Amendment 205 seeks to deprive citizens of the resources required to enforce federal law. Because the lawsuits targeted by Amendment 205 are essential in ensuring that citizens obtain the regulatory protections Congress has provided, senators should oppose the measure, the coalition said. The amendment attacks citizen suits that prompt federal agencies to move forward with crucial standards aimed at protecting human health, safety and the environment.

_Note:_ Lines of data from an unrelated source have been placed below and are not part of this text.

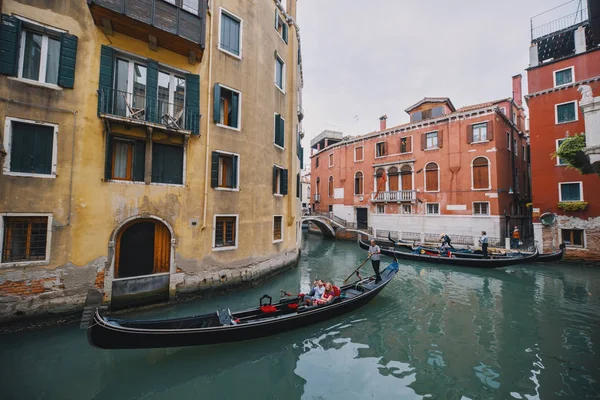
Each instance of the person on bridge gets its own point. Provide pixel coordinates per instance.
(375, 254)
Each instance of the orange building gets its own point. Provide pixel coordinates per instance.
(458, 171)
(564, 55)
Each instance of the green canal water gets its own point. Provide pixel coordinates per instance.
(528, 332)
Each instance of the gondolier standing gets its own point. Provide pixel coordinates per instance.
(375, 254)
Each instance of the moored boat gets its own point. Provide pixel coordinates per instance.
(225, 326)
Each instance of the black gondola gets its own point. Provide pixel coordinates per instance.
(462, 262)
(268, 319)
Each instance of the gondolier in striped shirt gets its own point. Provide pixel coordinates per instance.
(375, 254)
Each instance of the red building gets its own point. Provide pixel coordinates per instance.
(458, 171)
(563, 56)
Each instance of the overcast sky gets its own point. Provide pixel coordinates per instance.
(375, 57)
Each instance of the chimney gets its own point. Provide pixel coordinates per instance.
(517, 90)
(382, 123)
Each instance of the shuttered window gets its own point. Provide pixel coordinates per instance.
(481, 179)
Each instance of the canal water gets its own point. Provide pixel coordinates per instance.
(527, 332)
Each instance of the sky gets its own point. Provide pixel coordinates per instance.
(368, 58)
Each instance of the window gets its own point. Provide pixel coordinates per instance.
(563, 76)
(25, 239)
(358, 183)
(277, 231)
(433, 208)
(230, 35)
(571, 191)
(358, 154)
(225, 231)
(225, 170)
(280, 181)
(432, 140)
(279, 131)
(279, 73)
(432, 178)
(479, 133)
(227, 110)
(31, 148)
(481, 208)
(380, 149)
(566, 112)
(572, 237)
(480, 173)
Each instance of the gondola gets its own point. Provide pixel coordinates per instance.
(463, 262)
(224, 326)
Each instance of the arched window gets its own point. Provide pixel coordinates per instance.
(406, 173)
(481, 176)
(432, 182)
(358, 183)
(393, 178)
(330, 186)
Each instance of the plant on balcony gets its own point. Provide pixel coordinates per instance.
(572, 205)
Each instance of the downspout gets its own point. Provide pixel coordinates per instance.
(208, 118)
(72, 147)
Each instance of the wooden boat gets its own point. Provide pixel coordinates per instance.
(223, 327)
(463, 262)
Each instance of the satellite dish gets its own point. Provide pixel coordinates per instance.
(547, 219)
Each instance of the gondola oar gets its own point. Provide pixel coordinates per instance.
(356, 270)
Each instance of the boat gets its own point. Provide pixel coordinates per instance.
(458, 261)
(225, 326)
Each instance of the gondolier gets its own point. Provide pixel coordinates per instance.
(375, 254)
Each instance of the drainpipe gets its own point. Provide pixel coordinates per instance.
(208, 123)
(10, 101)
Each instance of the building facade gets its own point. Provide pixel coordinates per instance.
(131, 147)
(458, 171)
(566, 204)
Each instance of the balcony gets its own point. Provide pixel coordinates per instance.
(170, 24)
(397, 196)
(136, 109)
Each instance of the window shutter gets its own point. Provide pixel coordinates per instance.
(192, 103)
(284, 181)
(152, 91)
(217, 103)
(68, 57)
(214, 172)
(10, 35)
(106, 80)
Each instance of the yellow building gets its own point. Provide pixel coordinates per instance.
(150, 148)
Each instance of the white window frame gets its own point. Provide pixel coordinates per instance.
(362, 159)
(236, 189)
(427, 209)
(239, 124)
(575, 102)
(572, 68)
(45, 261)
(241, 21)
(489, 174)
(8, 132)
(566, 183)
(283, 73)
(237, 231)
(273, 229)
(481, 202)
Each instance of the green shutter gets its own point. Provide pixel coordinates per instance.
(151, 91)
(10, 35)
(106, 80)
(68, 58)
(284, 181)
(214, 172)
(217, 103)
(192, 103)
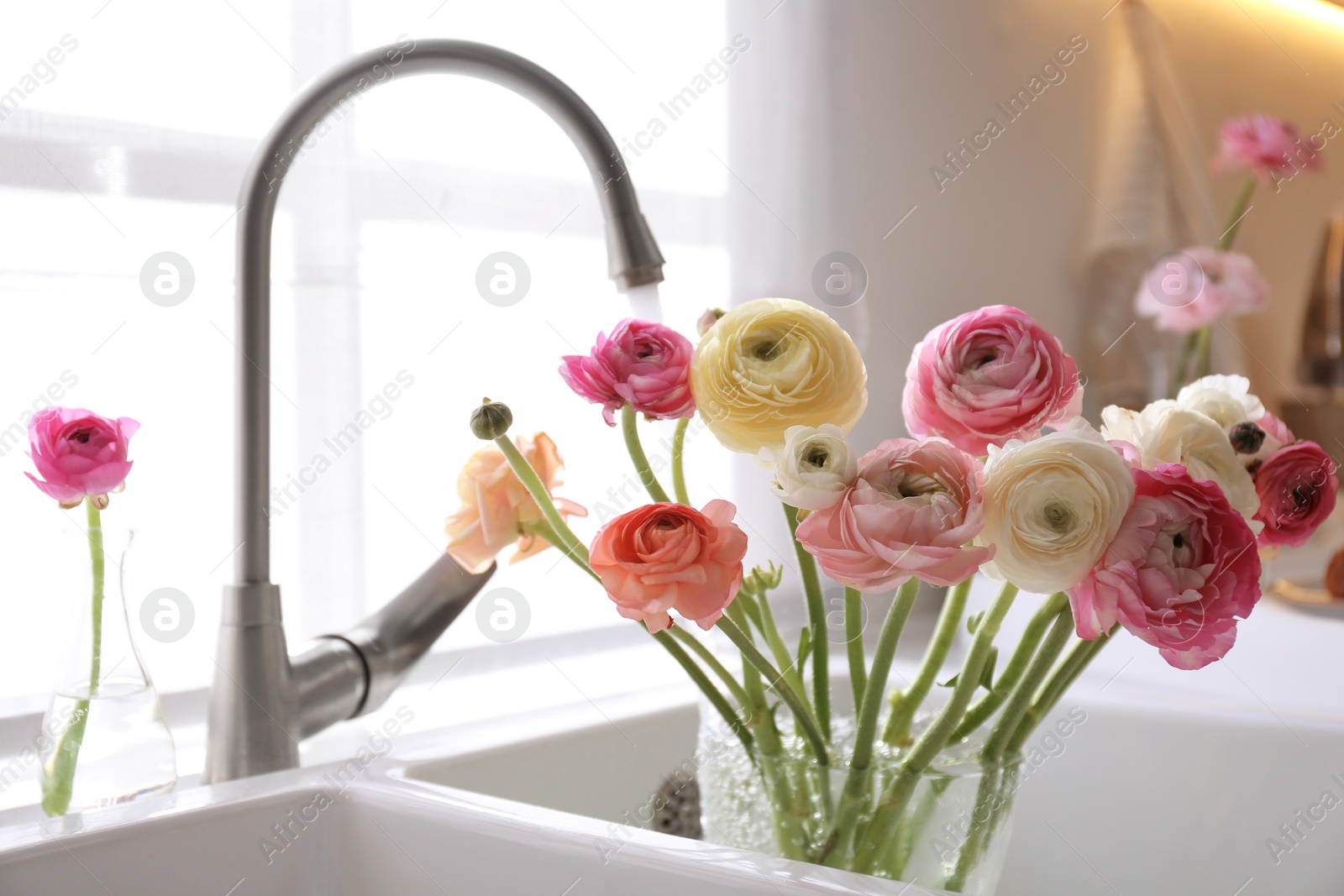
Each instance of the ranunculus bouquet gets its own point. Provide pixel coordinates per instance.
(1155, 524)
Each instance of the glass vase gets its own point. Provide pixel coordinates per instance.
(104, 735)
(947, 828)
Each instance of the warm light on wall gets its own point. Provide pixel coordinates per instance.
(1319, 11)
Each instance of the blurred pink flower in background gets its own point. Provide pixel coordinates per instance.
(990, 376)
(642, 363)
(78, 453)
(1263, 144)
(911, 513)
(1182, 301)
(1297, 490)
(669, 557)
(1178, 575)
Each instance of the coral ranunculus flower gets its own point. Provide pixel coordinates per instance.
(497, 510)
(774, 363)
(1297, 490)
(1179, 573)
(669, 557)
(1263, 144)
(911, 513)
(642, 363)
(78, 453)
(990, 376)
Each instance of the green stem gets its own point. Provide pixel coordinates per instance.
(781, 652)
(678, 469)
(58, 786)
(642, 463)
(1079, 658)
(533, 483)
(817, 622)
(711, 663)
(934, 738)
(905, 705)
(1236, 217)
(707, 688)
(857, 785)
(853, 644)
(543, 530)
(780, 685)
(1021, 656)
(1021, 696)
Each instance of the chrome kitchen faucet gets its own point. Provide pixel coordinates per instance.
(264, 701)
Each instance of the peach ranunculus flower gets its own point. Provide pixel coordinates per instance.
(497, 508)
(669, 557)
(774, 363)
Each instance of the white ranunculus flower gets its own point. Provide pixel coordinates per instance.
(1227, 399)
(1052, 506)
(813, 468)
(1167, 432)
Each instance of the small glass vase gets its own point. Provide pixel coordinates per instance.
(104, 738)
(952, 833)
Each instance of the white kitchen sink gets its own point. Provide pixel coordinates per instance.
(1173, 783)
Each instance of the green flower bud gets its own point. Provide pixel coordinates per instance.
(491, 419)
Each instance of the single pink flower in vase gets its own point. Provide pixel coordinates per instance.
(1179, 574)
(990, 376)
(1297, 490)
(1183, 301)
(669, 557)
(80, 454)
(911, 512)
(1265, 147)
(643, 364)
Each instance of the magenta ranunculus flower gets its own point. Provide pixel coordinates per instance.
(911, 512)
(990, 376)
(78, 453)
(1179, 574)
(1297, 490)
(1183, 301)
(1263, 144)
(643, 363)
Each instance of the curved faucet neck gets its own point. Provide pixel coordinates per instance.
(632, 254)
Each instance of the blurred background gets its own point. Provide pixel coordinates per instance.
(824, 134)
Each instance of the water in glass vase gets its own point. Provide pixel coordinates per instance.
(104, 739)
(127, 750)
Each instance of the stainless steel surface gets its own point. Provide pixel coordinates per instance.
(1323, 328)
(264, 701)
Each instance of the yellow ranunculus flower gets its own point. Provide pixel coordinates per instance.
(776, 363)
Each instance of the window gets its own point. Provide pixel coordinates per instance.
(134, 144)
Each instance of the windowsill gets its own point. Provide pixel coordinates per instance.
(445, 689)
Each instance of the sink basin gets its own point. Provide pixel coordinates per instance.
(1153, 799)
(338, 831)
(1155, 790)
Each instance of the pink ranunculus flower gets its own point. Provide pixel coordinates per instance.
(642, 363)
(669, 557)
(1297, 490)
(1183, 301)
(990, 376)
(911, 512)
(497, 510)
(1263, 144)
(78, 454)
(1179, 574)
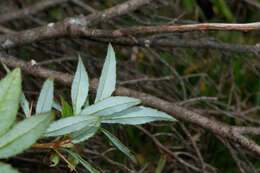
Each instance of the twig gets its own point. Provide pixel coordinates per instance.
(178, 112)
(76, 27)
(183, 43)
(29, 10)
(165, 149)
(69, 26)
(233, 154)
(203, 166)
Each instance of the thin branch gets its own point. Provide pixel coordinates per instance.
(253, 3)
(165, 149)
(76, 27)
(68, 26)
(29, 10)
(178, 112)
(182, 43)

Amendment 215 requires agencies, when assessing the costs and benefits of regulations, to include the indirect jobs impact of a regulation on “manufacturing,” an impossible and unknowable task for agencies that would add to already lengthy delays in the review and implementation process of crucial public protections. The coalition asserts that this is an impossible requirement to meet because manufacturing is much too broad a category and there are no bounds to what constitutes an “indirect” jobs impact.

“The indiscriminate cuts under sequestration will already make it harder for agencies to enforce and improve critical standards and safeguards,” said Katherine McFate, president and CEO of the Center for Effective Government and CSS co-chair. “The last thing we need are damaging budget amendments that would throw up more roadblocks to protecting American families and communities.”

For more information, please visit http://www.sensiblesafeguards.org/budgetamendments.

The Coalition for Sensible Safeguards is an alliance of consumer, small business, labor, scientific, research, good government, faith, community, health, environmental, and public interest groups, as well as concerned individuals, joined in the belief that our country’s system of regulatory safeguards provides a stable framework that secures our quality of life and paves the way for a sound economy that benefits us all.